Après sa mort, tout le monde a repensé à ce dernier repas au bar, avant le casse de la rue Rivals. Et personne n’a contredit Ballu quand il a dit que Joël avait eu le pressentiment de sa fin et que c’était ça qui l’avait rendu bizarre.

Personne non plus n’a paru surpris ni choqué que Ballu, le gros Ballu, se mette à chialer devant tout le monde. En fait, au bout d’un moment, tout le monde pleurait autour de la table — sauf moi.

« Qu’est-ce t’as à me r’garder comme ça, tu veux ma photo ?
— Arrête, Ballu, laisse le Pingouin tranquille. C’est pas parce que Joël est plus là que tu dois t’en prendre à lui.
— Mais regarde-le ! Avec sa gueule de p’tit saint !
— Ballu !
— Ballu a raison, Paula. L’Pingouin a pas l’air trop mouché, même après tout ce que Joël a fait pour lui...
— Moi j’dis qu’Joël était trop bon avec ce pourri, et que c’est pour ça qu’il est mort !
— Qu’est-ce que tu veux dire ?
— Parce que toi, tu trouves normal que les poulets nous attendaient ? Parce qu’ils nous attendaient, pas vrai, l’Pingouin ?
— Ça va, Ballu, arrête ! Là, tu vas trop loin. Il était avec nous ce soir, et il a failli y laisser sa peau lui aussi.
— Tu parles ! Il a détalé comme un lapin, ouais !
— On s’est tous tirés. Y a que Joël qui n’a pas foutu le camp quand ils ont commencé à tirer.
— Laisse tomber, Paula. C’est le chagrin, il ne sait plus ce qu’il dit.
— J’sais plus c’que j’dis ? Moi, j’sais plus c’que j’dis ? Espèce de sale faux-cul ! Donneuse ! Tire-toi avant que j’te fasse la peau, pourri ! »
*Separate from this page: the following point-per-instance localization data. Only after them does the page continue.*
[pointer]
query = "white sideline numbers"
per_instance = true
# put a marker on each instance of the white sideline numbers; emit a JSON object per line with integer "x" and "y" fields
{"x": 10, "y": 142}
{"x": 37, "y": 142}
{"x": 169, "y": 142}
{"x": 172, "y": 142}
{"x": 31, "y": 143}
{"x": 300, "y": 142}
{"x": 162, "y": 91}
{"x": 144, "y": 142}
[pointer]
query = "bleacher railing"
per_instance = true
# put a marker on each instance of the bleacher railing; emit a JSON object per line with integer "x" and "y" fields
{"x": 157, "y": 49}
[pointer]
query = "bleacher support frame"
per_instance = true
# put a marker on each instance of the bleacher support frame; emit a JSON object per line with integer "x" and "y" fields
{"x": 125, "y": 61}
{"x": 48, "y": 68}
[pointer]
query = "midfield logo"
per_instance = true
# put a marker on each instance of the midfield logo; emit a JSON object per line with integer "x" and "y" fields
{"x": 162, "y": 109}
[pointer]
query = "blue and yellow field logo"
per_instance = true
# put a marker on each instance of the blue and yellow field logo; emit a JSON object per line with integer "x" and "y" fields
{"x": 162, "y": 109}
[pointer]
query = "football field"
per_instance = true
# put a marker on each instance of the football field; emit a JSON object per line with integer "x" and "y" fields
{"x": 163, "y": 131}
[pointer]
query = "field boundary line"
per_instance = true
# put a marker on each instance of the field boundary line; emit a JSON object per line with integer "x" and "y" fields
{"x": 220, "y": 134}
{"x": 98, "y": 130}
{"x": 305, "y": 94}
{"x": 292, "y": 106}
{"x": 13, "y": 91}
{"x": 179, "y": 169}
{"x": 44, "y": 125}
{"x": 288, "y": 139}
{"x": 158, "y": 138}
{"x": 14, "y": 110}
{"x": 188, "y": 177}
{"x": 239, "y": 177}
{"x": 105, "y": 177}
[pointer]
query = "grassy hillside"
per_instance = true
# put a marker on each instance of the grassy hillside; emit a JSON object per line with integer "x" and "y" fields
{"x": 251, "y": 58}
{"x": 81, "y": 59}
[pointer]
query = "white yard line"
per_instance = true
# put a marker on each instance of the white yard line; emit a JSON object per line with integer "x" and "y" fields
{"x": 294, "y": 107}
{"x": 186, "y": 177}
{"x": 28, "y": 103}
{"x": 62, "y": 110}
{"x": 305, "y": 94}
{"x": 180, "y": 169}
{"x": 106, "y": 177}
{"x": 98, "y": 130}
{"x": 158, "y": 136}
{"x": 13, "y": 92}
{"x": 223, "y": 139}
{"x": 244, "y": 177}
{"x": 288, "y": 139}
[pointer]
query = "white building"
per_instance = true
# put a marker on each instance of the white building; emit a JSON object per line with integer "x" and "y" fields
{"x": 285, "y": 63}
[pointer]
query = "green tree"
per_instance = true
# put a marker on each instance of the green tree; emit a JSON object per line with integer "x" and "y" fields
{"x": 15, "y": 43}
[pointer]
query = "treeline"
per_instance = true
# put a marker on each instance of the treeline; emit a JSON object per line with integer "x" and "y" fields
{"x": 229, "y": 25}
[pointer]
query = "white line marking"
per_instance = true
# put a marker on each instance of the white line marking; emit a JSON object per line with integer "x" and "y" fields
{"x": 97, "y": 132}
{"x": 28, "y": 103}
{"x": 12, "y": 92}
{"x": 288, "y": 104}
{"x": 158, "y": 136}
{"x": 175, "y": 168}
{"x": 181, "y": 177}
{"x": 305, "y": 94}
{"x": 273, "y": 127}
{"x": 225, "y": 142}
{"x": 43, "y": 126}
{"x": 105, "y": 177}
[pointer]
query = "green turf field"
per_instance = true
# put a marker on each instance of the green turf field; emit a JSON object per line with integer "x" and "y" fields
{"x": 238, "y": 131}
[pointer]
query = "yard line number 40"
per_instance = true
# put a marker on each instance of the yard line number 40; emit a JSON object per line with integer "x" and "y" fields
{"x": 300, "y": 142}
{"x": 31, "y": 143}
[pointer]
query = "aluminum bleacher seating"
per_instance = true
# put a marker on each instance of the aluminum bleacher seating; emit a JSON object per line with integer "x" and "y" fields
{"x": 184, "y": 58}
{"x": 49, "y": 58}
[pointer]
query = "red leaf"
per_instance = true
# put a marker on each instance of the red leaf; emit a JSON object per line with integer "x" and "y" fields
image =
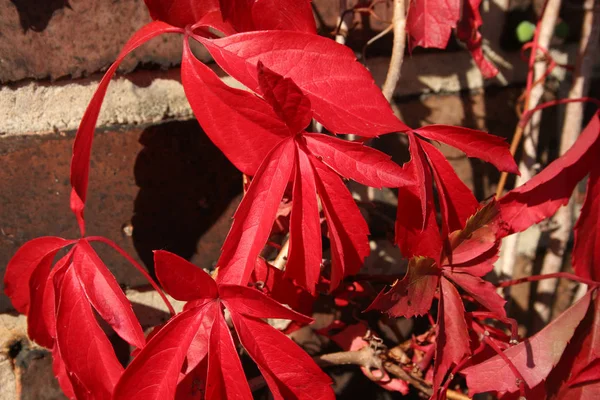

Je ne me suis pas défendu, et il a fini par me lâcher. Personne n’avait levé le petit doigt pour ma défense. Dans les yeux qui me cernaient, je pouvais lire le doute, la peur et la haine derrière les larmes. Moi, j’avais les yeux secs, mais peut-être personne autour de la table n’était-il plus triste que moi. J’avais envie de vomir, de balayer les bougies qu’ils avaient allumées autour d’une photo de Joël que Paula avait longtemps portée en médaillon, de détruire pendant qu’il en était encore temps cette espèce de culte minable qu’ils allaient lui vouer si je me taisais. Mais je n’ai rien dit. Quand le rideau de fer a grincé derrière moi, je suis resté un moment hébété dans la nuit avant de m’éloigner du bar où la bande avait trouvé refuge après le casse et les coups de feu. Ma seule consolation, c’était la certitude que parler n’aurait servi à rien, que de toute façon ils ne m’auraient pas cru. Mais, si je voulais être honnête avec moi-même, je savais que ce n’était pas ça qui m’avait retenu — mais bien la promesse que Joël m’avait arrachée après s’être rendu compte que je l’avais vu sortir du commissariat.